3. Eine funktionierende Eigenwahrnehmung = Tiefenwahrnehmung, das propriozeptive System

Um schreiben zu können, braucht das Kind unter anderem bewegliche Hände und Unterarme, angemessenen Krafteinsatz und Temposteuerung und eine geübte Auge-Hand-Koordination. Maßgebend ist darüber hinaus die propriozeptive Eigenwahrnehmung der Hände, also ohne hinzuschauen zu wissen, wo sich die Hände befinden und was sie tun.

Ist die Feinmotorik noch nicht altersgemäß ausgebildet,

  • macht es wenig Sinn nur an der Feinmotorik zu arbeiten,
  • sondern ist es wichtig, einen Entwicklungsschritt zurück zu gehen,
  • um an der Grobmotorik zu arbeiten und den Rumpf- und die Kopfmuskulatur zu stärken.

Vorschläge für zuhause:

Eine Reizsetzung zur Stimulierung der Tiefeninformation bedeutet Druck und Zug an Muskeln, Gelenken und Sehnen.

UGOTCHI Tipp für zuhause:

  • Ziehen, drücken und schieben Sie Ihr Kind, lassen Sie sich drücken, schieben und ziehen!
  • Rangeln und Kräfte messen ist nicht nur für den Hautsinn wertvoll, sondern auch für das Soziale: Man lernt dadurch die eigenen Grenzen kennen und die des Anderen zu respektieren,
  • Turnen und klettern Sie an verschiedenen Geräten!
  • Handzeichen zur Unterstützung des Buchstabenlernens,
  • Brain-Gym Übungen, Yoga Übungen.

Die Ausreifung der drei Basissinne ist von größter Bedeutung für die altersgemäße Entwicklung der Motorik und diese ausgereifte Motorik spiegelt sich im Lernverhalten und auch im Sozialverhalten wider und man sieht anhand der Motorik, ob ein Kind sensorisch gut integriert ist oder nicht!

Fehlt diese stabile und sichere Basis, kann dies negative Auswirkungen auf etliche weitere Entwicklungsbereiche und das Erlernen von Fertigkeiten haben. Also lernen wir durch Bewegung und so reift unser Gehirn heran und dadurch auch unsere kognitiven Fähigkeiten. Hier wird die Bedeutung der sensomotorischen Basis für die Entwicklung von höheren Fertigkeiten sehr schnell klar und warum wir dieser so viel Beachtung schenken müssen. Bewegung, körperliche Aktivität, kindliches Spiel und sinnreiches Tun unterstützen die Kinder in der Ausbildung und Stärkung ihrer Basissinne!

 

 „Wer hohe Türme bauen will, muss lange beim Fundament verweilen.“

 

Literatur

Brägger, Gerold/ Hundeloh, Heinz/ Posse, Norbert/ Städtler Hermann: Bewegung und Lernen. Konzept und Praxis bewegter Schulen. Düsseldorf: Selbstverlag der Unfallkasse Nordrhein-Westfalen, 2017.

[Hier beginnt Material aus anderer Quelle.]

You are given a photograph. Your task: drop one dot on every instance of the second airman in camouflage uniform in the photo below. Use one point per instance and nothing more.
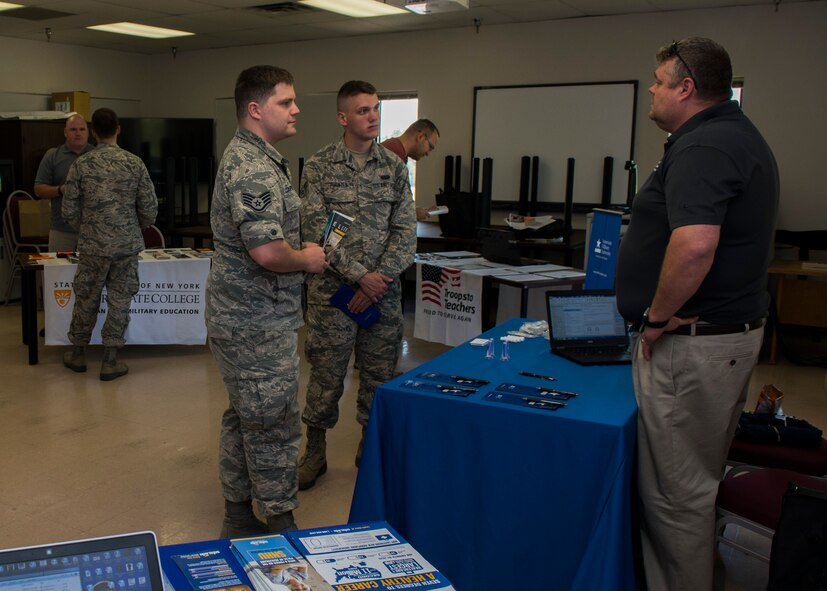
(108, 199)
(361, 179)
(254, 306)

Beigel, Dorothea: Flügel und Wurzeln. Persistierende Restreaktionen frühkindlicher Reflexe und ihre Auswirkungen auf Lernen und Verhalten. Dortmund: Verlag Modernes Lernen,5 2011.

Grafinger, Magda: Mototheraphie bei Kindern. Wahrnehmungsförderung im Vor- und Volkschulbereich. Berlin: Pro Business, 2010.

Jean Ayres, Anna: Bausteine der kindlichen Entwicklung. Sensorische Integration verstehen und anwenden. Berlin: Springer Verlag,6 2013.

Kesper, Gudrun (Hg.): Sensorische Integration und Lernen. Grundlagen, Diagnostik und Förderung. München, Basel: Ernst Reinhardt Verlag, 2002.